They had been running quietly for a half hour by Dalton’s watch when he sensed rather than saw a flat space opening up on the northern bank, marked by two large boathouses jutting out into the water and an open park lit by a row of torches: the Campo San Marcuola. He slowed the launch and brought it in closer to the shore, barely making headway, looking for the blacker shadow that would be the opening of the Rio San Marcuola, the narrow canal running north for three hundred yards through the crowded, overhanging villas and stone-walled cloisters of Cannaregio until reaching a much larger canal, the Fondamenta degli Ormesini.

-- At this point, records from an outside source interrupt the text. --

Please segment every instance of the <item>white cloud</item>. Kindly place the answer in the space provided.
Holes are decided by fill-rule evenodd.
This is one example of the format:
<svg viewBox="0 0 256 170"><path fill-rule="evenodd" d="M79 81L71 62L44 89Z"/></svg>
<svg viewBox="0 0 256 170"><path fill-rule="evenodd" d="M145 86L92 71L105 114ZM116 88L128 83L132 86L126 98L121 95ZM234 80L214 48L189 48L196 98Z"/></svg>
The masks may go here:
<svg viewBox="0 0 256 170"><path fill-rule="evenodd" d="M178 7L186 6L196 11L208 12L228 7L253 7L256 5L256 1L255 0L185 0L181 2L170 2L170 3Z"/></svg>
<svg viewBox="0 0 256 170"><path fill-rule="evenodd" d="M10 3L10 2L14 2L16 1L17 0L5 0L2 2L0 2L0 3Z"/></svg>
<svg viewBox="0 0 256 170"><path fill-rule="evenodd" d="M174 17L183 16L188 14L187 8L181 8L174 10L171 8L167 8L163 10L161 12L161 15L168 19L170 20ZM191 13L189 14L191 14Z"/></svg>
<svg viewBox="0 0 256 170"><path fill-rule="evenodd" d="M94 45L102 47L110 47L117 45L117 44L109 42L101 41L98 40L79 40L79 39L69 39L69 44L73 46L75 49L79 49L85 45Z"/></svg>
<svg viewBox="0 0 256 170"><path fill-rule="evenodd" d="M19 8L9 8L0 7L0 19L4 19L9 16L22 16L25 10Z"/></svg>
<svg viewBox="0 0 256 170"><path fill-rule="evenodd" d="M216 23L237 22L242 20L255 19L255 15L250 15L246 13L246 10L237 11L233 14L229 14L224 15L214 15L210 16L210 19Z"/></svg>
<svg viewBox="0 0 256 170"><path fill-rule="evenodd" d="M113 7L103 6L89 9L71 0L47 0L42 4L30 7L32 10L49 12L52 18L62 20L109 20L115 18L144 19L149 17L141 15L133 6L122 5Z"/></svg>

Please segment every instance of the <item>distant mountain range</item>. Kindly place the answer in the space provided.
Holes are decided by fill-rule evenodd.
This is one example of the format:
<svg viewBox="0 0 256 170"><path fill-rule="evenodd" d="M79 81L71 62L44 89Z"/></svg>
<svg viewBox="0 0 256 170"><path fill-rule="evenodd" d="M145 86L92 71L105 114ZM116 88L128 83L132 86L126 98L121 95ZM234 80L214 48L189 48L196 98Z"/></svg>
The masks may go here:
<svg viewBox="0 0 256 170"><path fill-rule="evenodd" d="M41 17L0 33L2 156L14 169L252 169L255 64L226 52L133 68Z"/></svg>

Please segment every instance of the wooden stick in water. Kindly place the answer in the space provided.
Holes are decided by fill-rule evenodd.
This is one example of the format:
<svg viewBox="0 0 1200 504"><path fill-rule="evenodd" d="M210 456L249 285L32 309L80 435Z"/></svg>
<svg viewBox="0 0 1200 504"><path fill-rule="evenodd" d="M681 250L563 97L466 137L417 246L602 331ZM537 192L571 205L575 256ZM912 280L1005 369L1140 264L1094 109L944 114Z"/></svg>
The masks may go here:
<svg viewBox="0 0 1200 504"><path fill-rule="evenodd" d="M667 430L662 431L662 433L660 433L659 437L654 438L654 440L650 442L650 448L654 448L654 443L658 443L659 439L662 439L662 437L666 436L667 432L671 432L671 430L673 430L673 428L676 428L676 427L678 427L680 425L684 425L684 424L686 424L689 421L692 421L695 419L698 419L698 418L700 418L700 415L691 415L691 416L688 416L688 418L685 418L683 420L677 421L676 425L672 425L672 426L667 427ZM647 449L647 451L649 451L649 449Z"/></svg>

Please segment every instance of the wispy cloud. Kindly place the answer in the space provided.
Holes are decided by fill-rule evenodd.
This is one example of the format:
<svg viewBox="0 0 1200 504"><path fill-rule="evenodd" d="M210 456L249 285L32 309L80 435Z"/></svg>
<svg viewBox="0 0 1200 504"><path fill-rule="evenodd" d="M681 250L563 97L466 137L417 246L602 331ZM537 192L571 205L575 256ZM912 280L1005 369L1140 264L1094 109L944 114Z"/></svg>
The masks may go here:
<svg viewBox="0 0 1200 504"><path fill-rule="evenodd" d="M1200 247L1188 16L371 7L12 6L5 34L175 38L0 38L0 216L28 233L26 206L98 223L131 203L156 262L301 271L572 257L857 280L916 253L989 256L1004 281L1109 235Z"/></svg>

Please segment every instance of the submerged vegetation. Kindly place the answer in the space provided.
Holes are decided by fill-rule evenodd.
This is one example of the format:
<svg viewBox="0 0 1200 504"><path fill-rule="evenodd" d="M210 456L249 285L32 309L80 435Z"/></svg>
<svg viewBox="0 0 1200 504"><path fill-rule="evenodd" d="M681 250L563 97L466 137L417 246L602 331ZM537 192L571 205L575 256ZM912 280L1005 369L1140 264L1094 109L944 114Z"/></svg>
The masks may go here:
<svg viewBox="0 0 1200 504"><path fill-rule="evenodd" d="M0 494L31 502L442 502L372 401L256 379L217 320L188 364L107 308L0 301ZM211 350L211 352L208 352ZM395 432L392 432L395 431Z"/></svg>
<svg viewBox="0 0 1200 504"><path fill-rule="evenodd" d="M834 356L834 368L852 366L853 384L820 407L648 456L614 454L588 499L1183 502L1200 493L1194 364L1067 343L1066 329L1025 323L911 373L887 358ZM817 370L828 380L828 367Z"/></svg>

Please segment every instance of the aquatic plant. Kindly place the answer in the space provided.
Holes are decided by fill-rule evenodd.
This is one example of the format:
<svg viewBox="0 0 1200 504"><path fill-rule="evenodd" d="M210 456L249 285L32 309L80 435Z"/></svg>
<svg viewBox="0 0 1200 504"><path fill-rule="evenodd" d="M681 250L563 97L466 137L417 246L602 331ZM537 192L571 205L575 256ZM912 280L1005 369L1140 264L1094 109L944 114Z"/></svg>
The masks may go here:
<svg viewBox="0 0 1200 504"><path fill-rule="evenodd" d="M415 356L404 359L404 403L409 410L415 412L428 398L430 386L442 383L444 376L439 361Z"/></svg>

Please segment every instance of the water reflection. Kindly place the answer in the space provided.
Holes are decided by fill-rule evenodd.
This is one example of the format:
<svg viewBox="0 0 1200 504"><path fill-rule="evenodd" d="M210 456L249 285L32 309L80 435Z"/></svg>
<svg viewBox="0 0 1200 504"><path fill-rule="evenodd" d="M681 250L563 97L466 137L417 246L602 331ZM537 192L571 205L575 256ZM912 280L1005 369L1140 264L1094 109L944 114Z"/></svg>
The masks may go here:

A left turn there, and Galan’s villa was another three hundred yards farther along on their starboard side. Dalton eased the launch into the narrow opening, dead slow now, the gray shapes of boats and barges pressing in on both sides, the roofs looming above them in the fog, the eaves almost touching across the canal.
They drifted past an open door. Yellow light poured from it, tinting the fog around it golden. Soft music also came from the open door. Looking in, they saw a flight of polished wooden stairs leading up into the dark, and they heard cheerful talk flowing back down. They passed on in grim silence, a ghostly pair, a shadow disappearing into the fog. In a few minutes the golden glow was lost in a bend of the canal. A sharp pain in Dalton’s right hand, a muscle cramp, made him realize that he was gripping the wheel of the Riva so tightly that he had cut off the flow of blood.
He straightened, took a breath, and turned to look at Veronika. Her face was an oval in the mist, her body covered in a blanket.
“Are you okay?” he said in a low whisper.
“I am,” she said, “but I’m freezing. And Venice stinks.”
Dalton smiled, took another breath. She was right.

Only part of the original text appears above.